Un portrait émouvant

Lancé en 2023 au
Festival international du film et projeté aussi aux festivals Anonimul et Astra,
le documentaire peint un portrait émouvant de cette autrice charismatique, dont
le début littéraire remonte à 1968, lorsqu’elle a publié le volume de poèmes
« Vina nu e a mea/La faute ne m’appartient pas ». Depuis, Nora Iuga a
reçu plusieurs prix de l’Union des écrivains et elle continue à écrire, ayant
publié le roman autobiographique « Hipodrom » (éd. Polirom) en 2020
et le recueil de poèmes « Fetiţa strigă-n pahar/La fillette crie dans le
verre » (éd. Nemira) en 2023. Filmé pendant quatre ans, le documentaire capte
le monde intérieur fascinant de Nora Iuga, sa jeunesse et son exubérance
contagieuse, ainsi que l’amitié très spéciale qui l’attache à la réalisatrice,
celle-ci l’accompagnant à la Foire du livre de Francfort. Carla-Maria Teaha a
expliqué pour RRI la naissance de son film et les incroyables réactions du
public: « Je n’ai
pas pensé à un scénario, surtout pour
notre voyage à Francfort. Dès le début, j’ai voulu avoir un dialogue libre avec
Nora et, à travers ces conversations apparemment sans prétentions, je m’étais
proposé d’obtenir, disons, des confessions de Nora Iuga, car au-delà de ses
nombreuses qualités, elle est aussi une raconteuse fascinante, que la caméra
adore. C’est d’ailleurs la raison pour laquelle je n’ai ressenti le besoin d’introduire d’autres personnages pour parler
d’elle. Puisque c’est mon premier film et puisque mon expérience en la matière ne
déborde pas, j’ai beaucoup misé sur l’intuition. J’ai donc pensé qu’il faudrait
montrer la Nora que je vois, moi, et que c’est elle que le film devrait mettre
en lumière, même si c’est raté.
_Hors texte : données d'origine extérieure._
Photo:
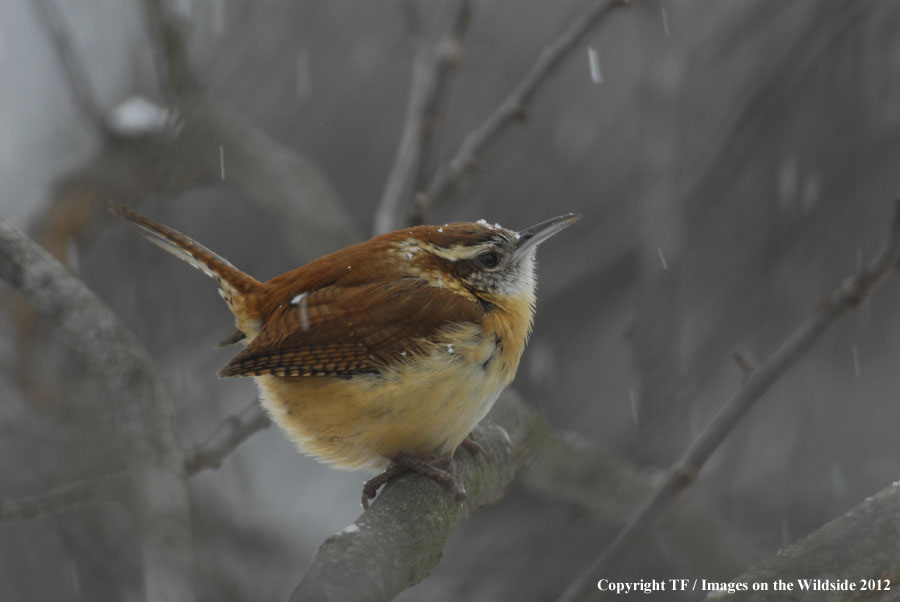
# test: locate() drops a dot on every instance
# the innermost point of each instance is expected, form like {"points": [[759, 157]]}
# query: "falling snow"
{"points": [[138, 115]]}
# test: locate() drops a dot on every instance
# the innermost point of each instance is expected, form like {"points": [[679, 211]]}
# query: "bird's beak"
{"points": [[531, 237]]}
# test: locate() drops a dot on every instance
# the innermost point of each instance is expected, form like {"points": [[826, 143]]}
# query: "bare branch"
{"points": [[74, 70], [861, 544], [399, 540], [855, 291], [233, 431], [567, 467], [170, 52], [416, 152], [145, 411], [515, 107], [66, 498]]}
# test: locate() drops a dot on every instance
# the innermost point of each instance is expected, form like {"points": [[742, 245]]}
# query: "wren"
{"points": [[383, 355]]}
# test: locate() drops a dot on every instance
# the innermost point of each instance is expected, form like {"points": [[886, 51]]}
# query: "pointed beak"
{"points": [[530, 238]]}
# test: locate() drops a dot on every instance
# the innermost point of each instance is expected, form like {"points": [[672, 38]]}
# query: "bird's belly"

Je me suis donc appuyée sur l’alchimie qui
existe entre nous deux et sur les choses qui m’émeuvent. Et c’est fascinant de
voir que les gens raisonnent avec ma version. Il est vrai que, dans un coin
caché au plus profond de mon esprit, j’ai espéré que le charme de Nora Iuga produise
cet effet aussi sur les spectateurs, pas seulement sur moi. Sachant que c’est
un film qui a impliqué énormément de travail, la réaction du public à la fin de
la première projection au TIFF, le 14 juin de l’année dernière, m’a beaucoup
touchée. Les gens sont restés aussi pour la session Q&R. Et d’une certaine
façon cet effet du film sur les spectateurs n’a rien perdu de sa force, car à
la fin de chaque projection, les spectateurs ne quittent pas leurs sièges et
applaudissent, même si ce n’est pas un événement spécial et nous ne participons
pas au débat. Je suis donc heureuse de constater cet effet du film sur les gens.
Bien-sûr, je m’attendais à la présence des fans de Nora, mais je suis tout
aussi heureuse de voir que même ceux, qui ne la connaissaient pas ou qui n’avaient
pas lu ses livres, tombent amoureux d’elle. Ils sont nombreux à m’avoir dit qu’après
avoir vu le documentaire ils ont acheté ses livres ou cherché des interviews et
des informations sur elle. C’est magnifique d’avoir pu rassembler, à travers ce
film, les cinéphiles et les lecteurs. »



Avant de devenir écrivaine, Nora Iuga a rêvé d’une
carrière d’actrice et le documentaire de Carla-Maria Teaha l’a aidée à réaliser
son rêve: « En fait, je voulais être actrice déjà
quand j’étais lycéenne. J’ai voulu faire ça depuis toujours, c’est
probablement quelque chose de génétique, car mes parents ont été des artistes
et mes grands-parents aussi. Ma mère a été danseuse, mon père – violoniste, une
grand-mère chanteuse d’opérette, un grand-père metteur en scène et donc il m’était
impossible de m’imaginer faire autre chose que le métier d’actrice. Le comble c’est
que je n’ai jamais cessé d’en rêver, ni même après avoir essuyé le refus du
grand acteur Radu Beligan de m’accepter à la faculté de théâtre ; il m’a
dit que ma diction n’étais pas à la hauteur. Moi je ne crois pas avoir des
problèmes de diction, personne d’autre ne me l’avait fait remarquer, mais je ne
pouvais pas non plus contester l’opinion de Radu Beligan. Pour revenir au film
de Carla Maria-Teaha, je suis de plus en plus convaincue, avec chaque jour qui
passe, que c’est un miracle, un rêve si ancien est devenu réalité maintenant,
après toute une vie. »



L’écrivain Mircea
Cărtărescu a eu des propos élogieux au sujet du dernier en date recueil de
poèmes de Nora Iuga: « Fetița strigă-n pahar/La fillette crie dans un
verre » est le sommet de la création poétique de Nora Iuga jusqu’à présent
et l’un des plus puissants recueils de vers que j’aie lus dernièrement. Il est
pareil à un shrapnel qui vous fait explosion en plein visage, en projetant
fragments de balles, éclats, morceaux bruts de métal, de mémoire, de matière
grise et de citations, de tout matériau capable d’écrire sur votre peau la
sentence d’une beauté fragmentée et outragée. » (Trad. Ileana Ţăroi)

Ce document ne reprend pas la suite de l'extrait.